IATA

73 CEOs Sign IATA Charter on Aviation Safety Culture

IATA Director General, Willie Walsh

The International Air Transport Association (IATA) has announced that 73 airlines have committed to its Safety Leadership Charter, focusing on passenger and airline staff safety.

IATA said the charter was created in collaboration with airlines worldwide and aviation community members, with the goal to encourage safety cultures through eight principles.

The principles include: Reinforcing safety through both words and actions; Fostering safety awareness among employees, the leadership team, and the board; Guiding the integration of safety into business strategies, processes, and performance measures; and Creating the internal capacity to proactively manage safety and collectively achieve organisational safety goals.

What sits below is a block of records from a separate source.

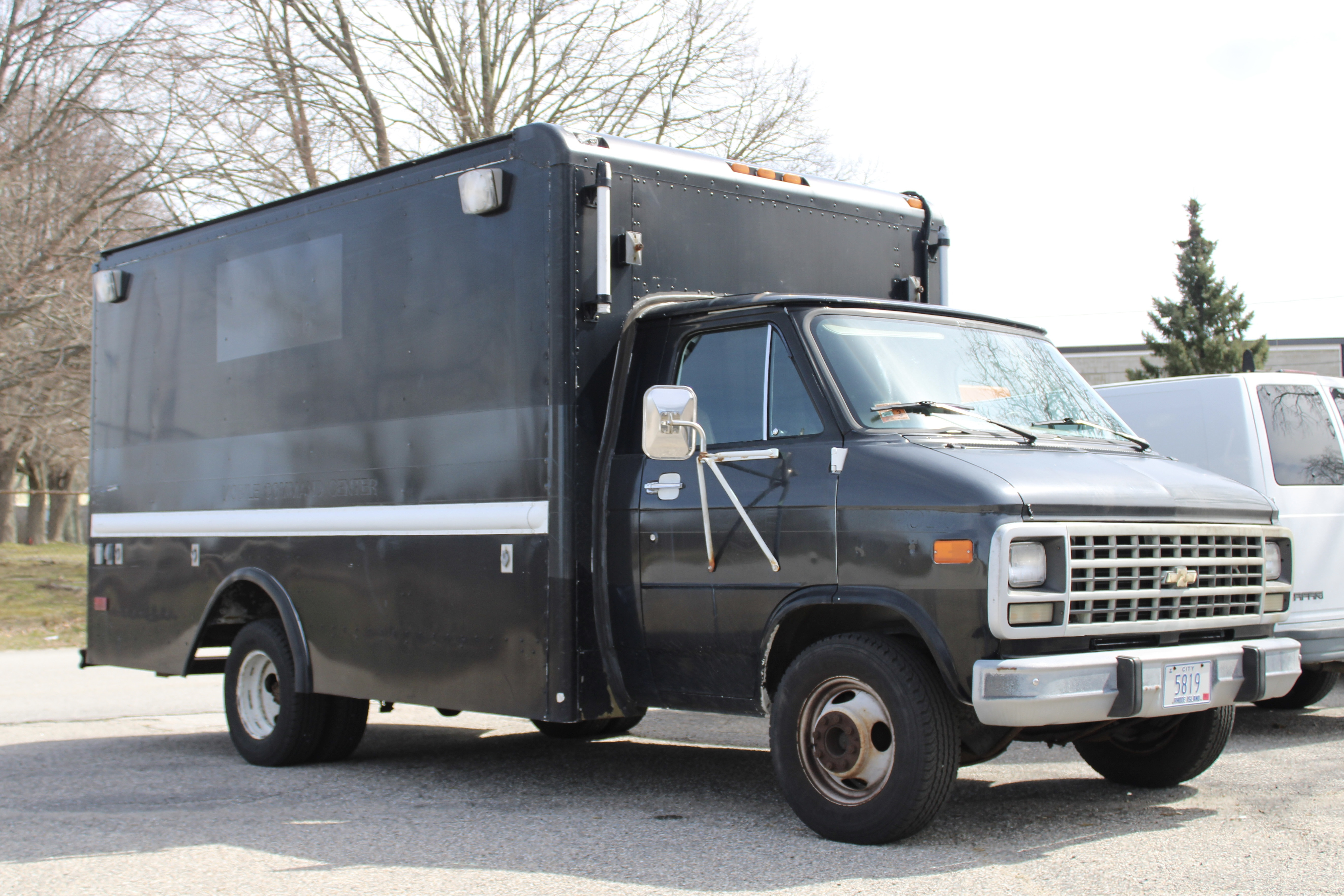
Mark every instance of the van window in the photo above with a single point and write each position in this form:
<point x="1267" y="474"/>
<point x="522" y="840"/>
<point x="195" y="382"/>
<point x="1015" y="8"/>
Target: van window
<point x="792" y="412"/>
<point x="1302" y="437"/>
<point x="728" y="370"/>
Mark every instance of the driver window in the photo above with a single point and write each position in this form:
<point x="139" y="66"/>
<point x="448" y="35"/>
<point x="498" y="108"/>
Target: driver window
<point x="792" y="412"/>
<point x="729" y="369"/>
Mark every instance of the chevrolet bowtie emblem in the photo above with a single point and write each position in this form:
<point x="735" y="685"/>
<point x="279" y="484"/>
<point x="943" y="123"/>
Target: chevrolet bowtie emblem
<point x="1181" y="577"/>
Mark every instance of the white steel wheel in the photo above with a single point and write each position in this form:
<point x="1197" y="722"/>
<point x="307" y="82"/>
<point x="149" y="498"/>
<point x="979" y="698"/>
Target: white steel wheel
<point x="259" y="695"/>
<point x="846" y="741"/>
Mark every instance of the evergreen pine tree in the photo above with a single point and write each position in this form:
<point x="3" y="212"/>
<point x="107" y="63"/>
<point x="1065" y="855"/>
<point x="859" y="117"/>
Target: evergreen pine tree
<point x="1204" y="332"/>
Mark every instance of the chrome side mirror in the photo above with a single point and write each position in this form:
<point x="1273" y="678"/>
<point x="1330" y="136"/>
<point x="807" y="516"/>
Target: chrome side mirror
<point x="664" y="441"/>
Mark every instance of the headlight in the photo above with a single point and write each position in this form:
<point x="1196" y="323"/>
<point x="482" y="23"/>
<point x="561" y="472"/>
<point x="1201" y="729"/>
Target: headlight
<point x="1027" y="565"/>
<point x="1273" y="562"/>
<point x="1032" y="615"/>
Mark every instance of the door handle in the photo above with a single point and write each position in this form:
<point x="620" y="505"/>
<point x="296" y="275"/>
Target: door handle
<point x="667" y="487"/>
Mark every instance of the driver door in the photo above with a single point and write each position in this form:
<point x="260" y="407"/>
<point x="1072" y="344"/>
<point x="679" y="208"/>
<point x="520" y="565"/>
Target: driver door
<point x="704" y="629"/>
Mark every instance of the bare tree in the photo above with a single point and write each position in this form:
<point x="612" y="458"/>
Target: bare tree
<point x="293" y="93"/>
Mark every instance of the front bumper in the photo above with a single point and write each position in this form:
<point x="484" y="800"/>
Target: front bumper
<point x="1119" y="684"/>
<point x="1322" y="641"/>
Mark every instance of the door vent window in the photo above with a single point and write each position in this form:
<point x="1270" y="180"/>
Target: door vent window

Other principles include: Creating an atmosphere of trust, where all employees feel responsible for safety and are encouraged and expected to report safety-related information; Establishing a working environment in which clear expectations of acceptable and unacceptable behaviors are communicated and understood; Creating an environment where all employees feel responsibility for safety; and Regularly assessing and improving an organisational safety culture.

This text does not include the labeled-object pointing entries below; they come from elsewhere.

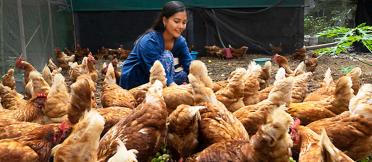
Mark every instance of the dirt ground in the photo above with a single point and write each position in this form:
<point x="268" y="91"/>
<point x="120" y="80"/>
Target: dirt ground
<point x="219" y="69"/>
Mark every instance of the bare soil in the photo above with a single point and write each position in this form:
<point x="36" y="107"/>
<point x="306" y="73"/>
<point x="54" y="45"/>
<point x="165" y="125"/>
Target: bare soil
<point x="219" y="69"/>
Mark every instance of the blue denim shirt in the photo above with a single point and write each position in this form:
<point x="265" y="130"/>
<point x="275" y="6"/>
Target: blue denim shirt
<point x="148" y="49"/>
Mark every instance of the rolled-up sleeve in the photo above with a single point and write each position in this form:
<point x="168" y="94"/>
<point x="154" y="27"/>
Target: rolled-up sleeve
<point x="149" y="52"/>
<point x="184" y="54"/>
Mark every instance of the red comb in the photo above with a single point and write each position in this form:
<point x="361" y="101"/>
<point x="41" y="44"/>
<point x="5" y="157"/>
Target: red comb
<point x="41" y="95"/>
<point x="64" y="125"/>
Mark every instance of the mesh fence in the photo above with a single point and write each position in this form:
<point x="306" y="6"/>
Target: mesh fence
<point x="33" y="28"/>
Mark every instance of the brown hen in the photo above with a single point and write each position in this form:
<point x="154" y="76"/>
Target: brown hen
<point x="144" y="129"/>
<point x="113" y="94"/>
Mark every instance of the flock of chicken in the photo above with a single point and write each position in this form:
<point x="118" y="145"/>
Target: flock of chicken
<point x="244" y="118"/>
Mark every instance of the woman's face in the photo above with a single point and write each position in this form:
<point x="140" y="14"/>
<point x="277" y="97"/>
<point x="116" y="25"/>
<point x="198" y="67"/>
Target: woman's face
<point x="175" y="24"/>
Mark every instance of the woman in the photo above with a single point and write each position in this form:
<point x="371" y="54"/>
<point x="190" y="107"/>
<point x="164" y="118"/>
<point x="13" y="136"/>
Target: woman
<point x="163" y="42"/>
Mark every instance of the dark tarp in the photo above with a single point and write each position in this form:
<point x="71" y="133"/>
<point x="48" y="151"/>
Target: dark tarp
<point x="253" y="27"/>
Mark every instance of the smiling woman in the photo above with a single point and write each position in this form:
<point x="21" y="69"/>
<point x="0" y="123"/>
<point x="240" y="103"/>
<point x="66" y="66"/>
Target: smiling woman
<point x="163" y="42"/>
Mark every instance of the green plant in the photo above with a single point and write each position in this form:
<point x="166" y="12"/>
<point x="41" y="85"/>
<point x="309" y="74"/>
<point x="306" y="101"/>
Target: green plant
<point x="346" y="37"/>
<point x="346" y="69"/>
<point x="313" y="25"/>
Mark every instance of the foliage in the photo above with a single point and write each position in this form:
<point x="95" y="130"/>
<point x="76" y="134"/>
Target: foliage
<point x="313" y="25"/>
<point x="346" y="37"/>
<point x="162" y="155"/>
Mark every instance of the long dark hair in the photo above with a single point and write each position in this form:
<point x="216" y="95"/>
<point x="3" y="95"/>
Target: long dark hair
<point x="169" y="9"/>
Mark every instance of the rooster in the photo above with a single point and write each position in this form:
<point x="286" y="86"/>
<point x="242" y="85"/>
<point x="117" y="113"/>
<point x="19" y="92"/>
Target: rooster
<point x="113" y="94"/>
<point x="10" y="99"/>
<point x="26" y="66"/>
<point x="51" y="65"/>
<point x="232" y="95"/>
<point x="319" y="148"/>
<point x="8" y="79"/>
<point x="82" y="144"/>
<point x="217" y="123"/>
<point x="33" y="146"/>
<point x="252" y="84"/>
<point x="183" y="126"/>
<point x="114" y="63"/>
<point x="123" y="154"/>
<point x="157" y="72"/>
<point x="272" y="137"/>
<point x="58" y="99"/>
<point x="63" y="59"/>
<point x="91" y="67"/>
<point x="353" y="125"/>
<point x="311" y="111"/>
<point x="253" y="116"/>
<point x="31" y="112"/>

IATA said 2023 was the best year ever in the commercial aviation industry, noting that last year, no member airlines registered any fatalities, and not one crash occurred on a jet-engine aircraft. A turboprop aircraft crashed in Nepal in January; an ATR 72 operated as Yeti Airlines Flight 691.

IATA’s Director General, Willie Walsh, said: “Strong leadership and strong safety culture are interdependent. And both are needed to drive continuous improvements in safety performance. By putting their names to the IATA Safety Leadership Charter, 73 airline CEOs have set an example for their airlines and for the industry. In doing so, the Charter is a call to action that keeps in focus the critical obligation of airline CEOs to lead a safety culture that keeps their passengers and staff safe.”

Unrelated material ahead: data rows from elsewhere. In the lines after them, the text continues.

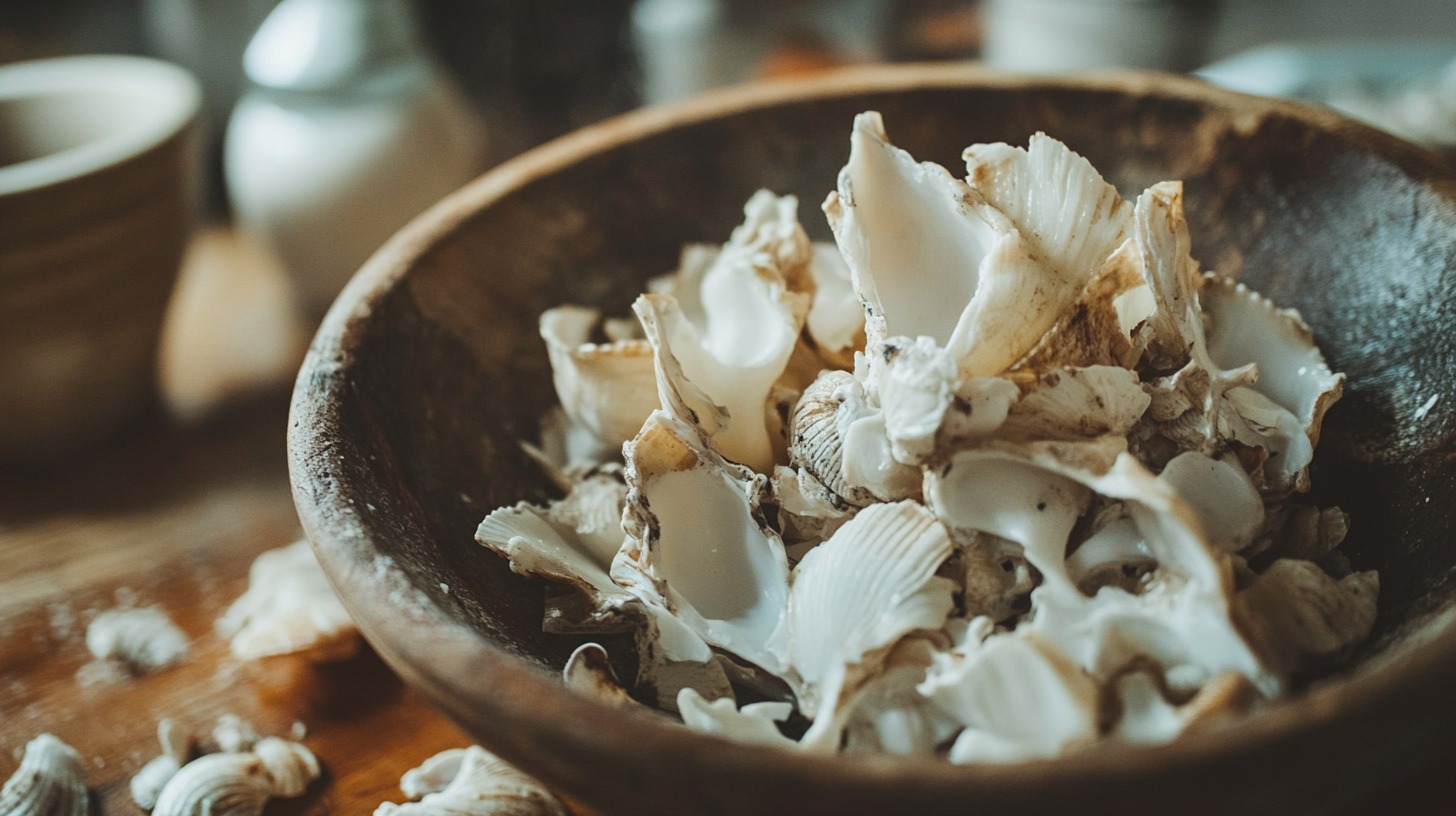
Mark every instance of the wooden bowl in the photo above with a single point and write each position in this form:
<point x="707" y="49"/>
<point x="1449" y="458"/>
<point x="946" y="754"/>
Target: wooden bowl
<point x="428" y="370"/>
<point x="95" y="210"/>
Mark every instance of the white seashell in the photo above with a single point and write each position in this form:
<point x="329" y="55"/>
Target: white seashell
<point x="836" y="319"/>
<point x="606" y="388"/>
<point x="669" y="652"/>
<point x="239" y="784"/>
<point x="752" y="723"/>
<point x="1295" y="386"/>
<point x="890" y="716"/>
<point x="1172" y="327"/>
<point x="733" y="353"/>
<point x="1078" y="404"/>
<point x="993" y="491"/>
<point x="588" y="671"/>
<point x="472" y="783"/>
<point x="931" y="258"/>
<point x="840" y="439"/>
<point x="1017" y="698"/>
<point x="149" y="781"/>
<point x="1098" y="328"/>
<point x="698" y="539"/>
<point x="1220" y="494"/>
<point x="915" y="383"/>
<point x="1146" y="716"/>
<point x="1069" y="214"/>
<point x="48" y="781"/>
<point x="289" y="609"/>
<point x="233" y="735"/>
<point x="1295" y="611"/>
<point x="144" y="640"/>
<point x="853" y="598"/>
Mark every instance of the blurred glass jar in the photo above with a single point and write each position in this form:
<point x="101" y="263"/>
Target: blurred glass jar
<point x="348" y="130"/>
<point x="1069" y="35"/>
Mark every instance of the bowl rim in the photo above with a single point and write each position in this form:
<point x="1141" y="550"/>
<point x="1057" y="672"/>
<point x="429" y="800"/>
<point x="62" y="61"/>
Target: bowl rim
<point x="500" y="681"/>
<point x="175" y="96"/>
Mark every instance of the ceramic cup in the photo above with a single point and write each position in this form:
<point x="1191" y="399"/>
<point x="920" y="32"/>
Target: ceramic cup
<point x="96" y="187"/>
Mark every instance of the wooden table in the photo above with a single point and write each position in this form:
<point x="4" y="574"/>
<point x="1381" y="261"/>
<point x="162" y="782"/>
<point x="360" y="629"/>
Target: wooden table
<point x="172" y="513"/>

In explaining the charter, the global body said the three major points of IATA’s strategy for improving safety in the industry, were safety leadership, safety risk, and safety connect.

“First, IATA hopes to encourage safety cultures worldwide, which Boeing leadership has discussed since the major Alaska Airlines Boeing 737 MAX 9 door plug blowout in January. Safety risk means that collecting and analyzing data can identify and mitigate risks. Safety connect encourages a transparent culture, enabling leaders to report, discuss, and resolve safety concerns,” the global association said.

IATA had also announced strengthened profitability projections for airlines in 2024 compared with its June and December 2023 forecasts and remarked that an aggregate return above the cost of capital, however, continues to elude the global airline industry.

The outlook highlights indicated that net profits are expected to reach $30.5 billion in 2024 (3.1 per cent net profit margin). That will be an improvement on 2023 net profits which are estimated to be $27.4 billion (3.0 per cent net profit margin). It is also an improvement on the $25.7 billion (2.7 per cent net profit margin) forecast for 2024 profits that IATA released in December 2023.